Before I can ask any more questions, he disconnects. I look at Sydney, who’s watching me with wide eyes.
“She’s at the sheriff’s office.” I’m already changing course, the SUV’ tires squealing as I make a sharp turn. “She’s okay.”
“Sheriff’s office?” Sydney’s confusion mirrors my own. “What on earth is she doing there?”
“We’re about to find out.” I press harder on the accelerator, the speedometer creeping well above the limit.
The squat, brick building’s served as the county sheriff’s office since before I was born. I’ve spent more time there than I care to admit—mostly as a cocky teenager being lectured about respecting property rights, occasionally to bail out teammates after particularly rowdy celebrations.
But I’ve never come here looking for my grandmother.

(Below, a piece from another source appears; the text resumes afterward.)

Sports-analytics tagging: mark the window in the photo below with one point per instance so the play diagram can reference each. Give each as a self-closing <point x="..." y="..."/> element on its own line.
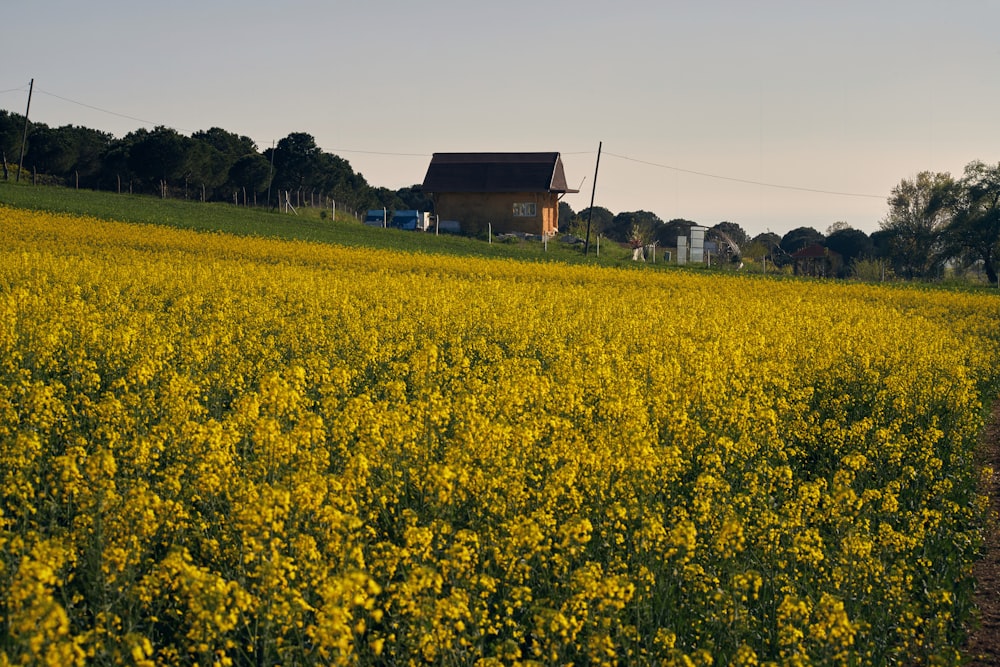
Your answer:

We park haphazardly in the small lot, and I’m out of the SUV before the engine fully dies, Sydney right on my heels. The front desk deputy barely has time to say “Kingston” before I’m demanding, “Where is she?”
“Hold up,” he says, rising from his chair. “Sheriff wants to talk to you first.”
“I want to see my grandmother,” I insist, my voice rising. “Now.”
The deputy looks like he might argue, but something in my expression must convince him otherwise. “This way,” he sighs, leading us through a heavy door and down a corridor that smells of industrial cleaner and stale coffee.
We pass the sheriff’s office, continue past a break room, and then—my heart drops as I realize where we’re headed—turn into the holding cell block.
The metal bars and institutional lighting trigger an instinctive response, memories of my one and only overnight stay after a particularly bonehead post-championship celebration.
But this time, on the other side of those bars, it’s not a drunk teammate or rowdy fan.
It’s my grandmother, sitting primly on a bench in a county jail cell. Next to her is Pam.
“Meema?” My voice cracks embarrassingly.